Mères porteuses en Inde ou en Ukraine
Cependant, dans les faits, note le sociologue Sébastien Roux, « la préoccupation éthique, au cœur de la CLH, s’est vue dévoyée au profit d’une politique nationaliste distribuant les enfants en fonction de leur état de santé, renvoyant de facto les moins désirables au-delà des frontières symboliques et politiques de la communauté nationale ». En France, les organismes chargés de l’accompagnement de l’adoption poussent les parents candidats à forger un projet compatible avec ces profils d’enfants et à les préparer à affronter le réveil des « traumatismes » psychologiques liés à l’abandon. Tout en se moralisant, le secteur de l’adoption internationale décourage ainsi bien des vocations parentales.
Tandis que la lumière se fait enfin sur la face sombre de l’adoption, une nouvelle pratique s’y substitue : la gestation pour autrui (GPA, ou maternité de substitution). Cette dernière offre aux couples occidentaux ce que l’adoption ne permet pas : un nouveau-né, généralement blanc, qui dispose de leurs propres gènes ou des gènes de leur choix. Ordinairement, une donneuse d’ovule blanche est sélectionnée pour son physique, ses embryons fécondés sont implantés dans une mère porteuse indienne ou ukrainienne choisie pour son tarif compétitif — et son appartenance à un pays dont la législation favorable garantit tous les droits aux parents d’intention. Les clients de la GPA n’ont certes pas le sentiment d’avoir sauvé un enfant mais, en contrepartie, ils ne risquent pas d’être accusés d’avoir volé celui de quelqu’un d’autre.

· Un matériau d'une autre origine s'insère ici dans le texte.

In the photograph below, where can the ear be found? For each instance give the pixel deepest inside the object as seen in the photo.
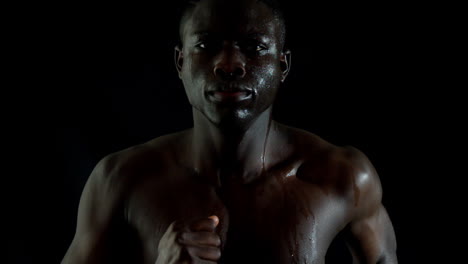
(285, 62)
(178, 59)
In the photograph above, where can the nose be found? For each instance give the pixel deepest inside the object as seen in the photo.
(230, 64)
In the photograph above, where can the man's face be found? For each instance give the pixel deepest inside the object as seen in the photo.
(231, 62)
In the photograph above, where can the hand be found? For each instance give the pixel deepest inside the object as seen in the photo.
(196, 243)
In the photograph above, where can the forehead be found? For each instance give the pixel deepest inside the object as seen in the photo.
(231, 18)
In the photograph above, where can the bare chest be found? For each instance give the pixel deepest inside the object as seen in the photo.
(279, 220)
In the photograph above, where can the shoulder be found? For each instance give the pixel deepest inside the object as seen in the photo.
(118, 171)
(345, 171)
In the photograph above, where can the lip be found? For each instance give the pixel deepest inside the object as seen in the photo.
(230, 95)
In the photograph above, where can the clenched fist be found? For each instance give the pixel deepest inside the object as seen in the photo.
(194, 243)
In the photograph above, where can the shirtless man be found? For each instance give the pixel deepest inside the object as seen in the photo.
(238, 187)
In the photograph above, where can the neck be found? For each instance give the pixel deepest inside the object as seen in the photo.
(239, 155)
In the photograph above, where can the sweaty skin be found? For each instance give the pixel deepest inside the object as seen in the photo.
(238, 187)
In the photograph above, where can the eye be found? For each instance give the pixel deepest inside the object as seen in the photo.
(259, 48)
(201, 45)
(253, 46)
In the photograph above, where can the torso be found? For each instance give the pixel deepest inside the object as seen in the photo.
(290, 215)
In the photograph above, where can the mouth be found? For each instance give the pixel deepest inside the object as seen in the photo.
(230, 95)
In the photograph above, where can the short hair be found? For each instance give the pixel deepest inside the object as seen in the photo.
(189, 5)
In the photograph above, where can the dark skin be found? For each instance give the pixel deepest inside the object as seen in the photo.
(238, 187)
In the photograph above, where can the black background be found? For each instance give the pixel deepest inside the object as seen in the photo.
(97, 79)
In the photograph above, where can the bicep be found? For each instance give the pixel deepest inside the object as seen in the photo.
(97, 209)
(372, 238)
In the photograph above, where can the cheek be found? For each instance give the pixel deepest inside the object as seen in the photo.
(267, 75)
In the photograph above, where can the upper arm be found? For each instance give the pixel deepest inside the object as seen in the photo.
(370, 234)
(98, 208)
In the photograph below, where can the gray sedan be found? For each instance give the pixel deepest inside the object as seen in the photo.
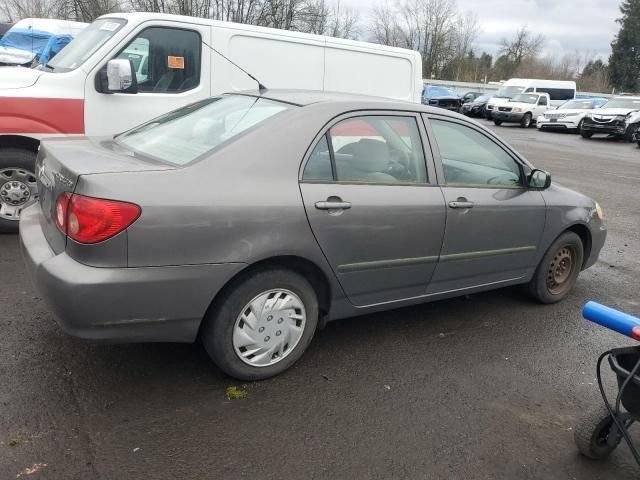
(248, 221)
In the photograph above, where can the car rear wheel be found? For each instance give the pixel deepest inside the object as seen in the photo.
(558, 270)
(262, 324)
(17, 185)
(526, 121)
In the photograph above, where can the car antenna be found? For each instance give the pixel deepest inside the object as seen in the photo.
(261, 87)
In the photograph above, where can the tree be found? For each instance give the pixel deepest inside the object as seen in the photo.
(624, 62)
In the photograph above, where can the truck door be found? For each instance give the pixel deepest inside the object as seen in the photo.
(171, 68)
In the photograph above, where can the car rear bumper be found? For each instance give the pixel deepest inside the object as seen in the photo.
(515, 117)
(120, 304)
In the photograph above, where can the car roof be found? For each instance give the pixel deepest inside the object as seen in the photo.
(304, 98)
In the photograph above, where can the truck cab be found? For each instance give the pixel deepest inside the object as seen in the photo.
(523, 108)
(128, 68)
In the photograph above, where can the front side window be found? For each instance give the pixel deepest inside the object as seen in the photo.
(183, 135)
(470, 158)
(369, 149)
(166, 60)
(85, 44)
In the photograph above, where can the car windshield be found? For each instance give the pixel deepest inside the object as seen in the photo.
(85, 44)
(623, 102)
(525, 98)
(439, 92)
(578, 105)
(508, 92)
(183, 135)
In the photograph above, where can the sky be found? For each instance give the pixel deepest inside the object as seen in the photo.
(567, 25)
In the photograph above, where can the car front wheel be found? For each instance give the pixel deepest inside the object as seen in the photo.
(17, 186)
(262, 324)
(558, 270)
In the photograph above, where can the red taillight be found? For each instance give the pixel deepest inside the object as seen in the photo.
(92, 220)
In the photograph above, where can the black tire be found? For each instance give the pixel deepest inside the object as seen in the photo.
(217, 330)
(558, 270)
(19, 159)
(585, 134)
(526, 121)
(630, 133)
(591, 432)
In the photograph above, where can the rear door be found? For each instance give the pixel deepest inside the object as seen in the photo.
(494, 224)
(374, 206)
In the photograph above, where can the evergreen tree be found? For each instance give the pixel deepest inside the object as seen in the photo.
(624, 62)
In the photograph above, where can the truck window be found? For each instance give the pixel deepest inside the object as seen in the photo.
(166, 60)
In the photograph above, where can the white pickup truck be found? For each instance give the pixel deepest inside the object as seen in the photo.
(523, 109)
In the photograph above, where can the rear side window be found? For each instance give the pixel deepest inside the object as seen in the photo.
(369, 149)
(183, 135)
(166, 60)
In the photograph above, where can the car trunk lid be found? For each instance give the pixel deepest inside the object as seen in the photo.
(61, 163)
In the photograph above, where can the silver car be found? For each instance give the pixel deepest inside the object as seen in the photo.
(248, 221)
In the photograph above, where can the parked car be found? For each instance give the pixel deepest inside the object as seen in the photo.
(611, 118)
(248, 220)
(569, 115)
(524, 109)
(33, 40)
(559, 91)
(477, 108)
(91, 89)
(4, 28)
(441, 97)
(470, 97)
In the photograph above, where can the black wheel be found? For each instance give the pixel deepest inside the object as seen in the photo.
(585, 134)
(262, 324)
(591, 432)
(17, 185)
(526, 120)
(629, 135)
(558, 270)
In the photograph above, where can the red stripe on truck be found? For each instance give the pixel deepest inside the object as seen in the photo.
(41, 115)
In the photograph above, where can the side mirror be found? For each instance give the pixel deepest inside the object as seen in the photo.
(539, 179)
(118, 76)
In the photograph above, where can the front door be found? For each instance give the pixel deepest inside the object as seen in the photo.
(494, 224)
(374, 207)
(172, 71)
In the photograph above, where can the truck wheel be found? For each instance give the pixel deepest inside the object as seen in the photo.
(17, 185)
(591, 432)
(558, 270)
(262, 324)
(526, 121)
(586, 134)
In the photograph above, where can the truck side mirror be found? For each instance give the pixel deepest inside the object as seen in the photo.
(539, 179)
(117, 76)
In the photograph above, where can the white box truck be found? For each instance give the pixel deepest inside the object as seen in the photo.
(175, 64)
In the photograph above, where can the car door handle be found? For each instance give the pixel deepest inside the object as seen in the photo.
(461, 204)
(330, 205)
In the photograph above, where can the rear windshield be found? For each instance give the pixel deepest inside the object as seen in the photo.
(183, 135)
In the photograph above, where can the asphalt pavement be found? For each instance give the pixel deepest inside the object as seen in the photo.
(481, 387)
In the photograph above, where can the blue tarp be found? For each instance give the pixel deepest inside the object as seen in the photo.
(43, 45)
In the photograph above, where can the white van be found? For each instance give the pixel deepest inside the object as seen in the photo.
(559, 91)
(174, 65)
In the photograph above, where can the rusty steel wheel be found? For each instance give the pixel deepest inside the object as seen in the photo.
(561, 271)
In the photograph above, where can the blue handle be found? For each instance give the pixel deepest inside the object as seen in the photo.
(613, 319)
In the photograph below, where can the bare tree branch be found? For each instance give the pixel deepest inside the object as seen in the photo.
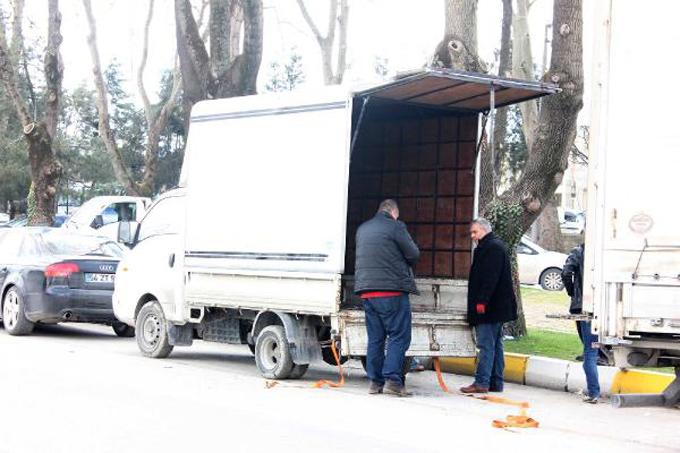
(119, 168)
(310, 22)
(343, 21)
(9, 80)
(194, 61)
(142, 66)
(332, 17)
(523, 68)
(54, 68)
(326, 44)
(17, 44)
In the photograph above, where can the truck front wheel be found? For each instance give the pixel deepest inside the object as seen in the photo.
(272, 353)
(151, 331)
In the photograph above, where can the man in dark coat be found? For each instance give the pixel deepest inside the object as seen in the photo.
(385, 254)
(572, 277)
(491, 303)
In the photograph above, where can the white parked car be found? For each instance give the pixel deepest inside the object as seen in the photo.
(572, 221)
(101, 215)
(539, 266)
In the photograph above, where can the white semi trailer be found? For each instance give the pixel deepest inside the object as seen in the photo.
(632, 255)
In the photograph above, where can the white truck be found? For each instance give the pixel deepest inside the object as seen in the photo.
(257, 245)
(632, 254)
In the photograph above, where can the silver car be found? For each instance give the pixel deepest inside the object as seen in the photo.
(539, 266)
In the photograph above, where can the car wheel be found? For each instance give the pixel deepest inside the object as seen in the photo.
(123, 330)
(13, 315)
(272, 353)
(551, 279)
(152, 331)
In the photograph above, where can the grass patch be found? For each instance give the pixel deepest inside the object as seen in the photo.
(547, 343)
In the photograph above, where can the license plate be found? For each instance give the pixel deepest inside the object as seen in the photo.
(99, 278)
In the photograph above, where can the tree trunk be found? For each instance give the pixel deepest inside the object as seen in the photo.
(45, 168)
(491, 163)
(513, 212)
(119, 168)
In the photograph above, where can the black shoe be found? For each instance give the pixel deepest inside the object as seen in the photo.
(374, 388)
(392, 388)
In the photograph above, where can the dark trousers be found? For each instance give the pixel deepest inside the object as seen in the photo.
(589, 358)
(490, 364)
(388, 321)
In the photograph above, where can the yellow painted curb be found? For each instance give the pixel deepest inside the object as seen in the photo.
(637, 381)
(459, 365)
(515, 367)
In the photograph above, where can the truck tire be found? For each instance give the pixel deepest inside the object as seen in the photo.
(123, 330)
(551, 279)
(272, 353)
(13, 315)
(298, 371)
(152, 331)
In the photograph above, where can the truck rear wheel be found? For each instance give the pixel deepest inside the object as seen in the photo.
(272, 353)
(151, 331)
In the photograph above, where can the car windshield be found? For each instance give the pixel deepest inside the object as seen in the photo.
(60, 243)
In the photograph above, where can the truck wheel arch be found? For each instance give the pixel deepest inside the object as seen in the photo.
(304, 346)
(143, 300)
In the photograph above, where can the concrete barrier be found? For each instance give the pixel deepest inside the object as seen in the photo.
(638, 381)
(564, 375)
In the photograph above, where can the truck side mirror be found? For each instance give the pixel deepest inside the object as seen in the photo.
(127, 232)
(98, 222)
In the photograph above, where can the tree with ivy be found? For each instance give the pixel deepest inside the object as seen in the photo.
(513, 211)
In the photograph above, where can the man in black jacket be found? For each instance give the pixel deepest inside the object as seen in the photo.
(491, 302)
(572, 277)
(385, 253)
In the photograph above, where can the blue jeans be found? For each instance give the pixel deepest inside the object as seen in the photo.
(590, 355)
(388, 320)
(491, 363)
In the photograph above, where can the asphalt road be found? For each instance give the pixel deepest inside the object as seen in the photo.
(81, 389)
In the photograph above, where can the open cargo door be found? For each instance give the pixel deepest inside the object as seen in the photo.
(415, 140)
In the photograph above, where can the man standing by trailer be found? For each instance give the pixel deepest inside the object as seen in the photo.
(385, 255)
(491, 303)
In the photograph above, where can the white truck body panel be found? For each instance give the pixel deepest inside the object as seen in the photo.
(632, 281)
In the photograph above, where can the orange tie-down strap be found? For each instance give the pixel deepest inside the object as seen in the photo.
(511, 421)
(319, 384)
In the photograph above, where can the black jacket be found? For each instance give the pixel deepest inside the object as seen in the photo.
(572, 277)
(491, 283)
(384, 255)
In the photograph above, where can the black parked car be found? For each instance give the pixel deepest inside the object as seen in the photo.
(52, 275)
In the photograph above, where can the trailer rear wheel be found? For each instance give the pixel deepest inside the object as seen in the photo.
(551, 279)
(152, 331)
(298, 371)
(272, 353)
(123, 330)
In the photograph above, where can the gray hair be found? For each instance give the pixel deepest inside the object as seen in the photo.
(388, 206)
(485, 224)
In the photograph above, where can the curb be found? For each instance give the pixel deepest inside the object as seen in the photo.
(564, 375)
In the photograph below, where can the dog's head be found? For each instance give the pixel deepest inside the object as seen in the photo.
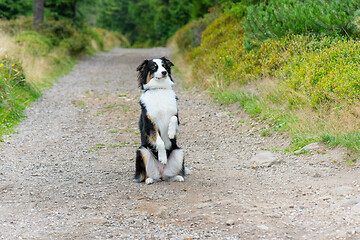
(155, 73)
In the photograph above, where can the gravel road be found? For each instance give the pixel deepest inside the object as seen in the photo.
(67, 173)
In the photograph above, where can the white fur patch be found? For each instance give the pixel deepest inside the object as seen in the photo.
(173, 127)
(156, 171)
(161, 106)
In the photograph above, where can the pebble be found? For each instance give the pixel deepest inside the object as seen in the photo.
(342, 191)
(263, 159)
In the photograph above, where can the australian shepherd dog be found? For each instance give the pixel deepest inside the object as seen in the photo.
(159, 157)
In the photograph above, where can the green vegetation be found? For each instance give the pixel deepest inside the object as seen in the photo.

Pourtant, l’histoire semble se répéter. La GPA est déjà entachée des accusations de mères qui ont mal compris les contrats (rédigés en anglais malgré leur pays d’origine), d’escroqueries… Les premiers enfants nés de la GPA ont d’ailleurs déjà commencé à décrier cette pratique (9). Depuis 2011, la conférence de La Haye de droit international privé (HCCH), une institution intergouvernementale regroupant 90 États et l’Union européenne, réunit chaque année des juristes et des praticiens sur la base d’un constat : « La maternité de substitution est devenue un marché mondial, ce qui pose un certain nombre de difficultés, surtout lorsque les parties concernées se trouvent dans différents pays. » Leur objectif : élaborer des règles internationales visant à « encadrer la gestation pour autrui transnationale, et faciliter la reconnaissance mutuelle des filiations issues de contrats de mères porteuses » (10). Parviendront-ils à légitimer un commerce déjà sous le feu des critiques ? Les scandales, passés et à venir, comme la mobilisation d’associations féministes, pourraient avoir raison de ce nouveau « marché », comme ils ont fini par faire dépérir l’adoption internationale.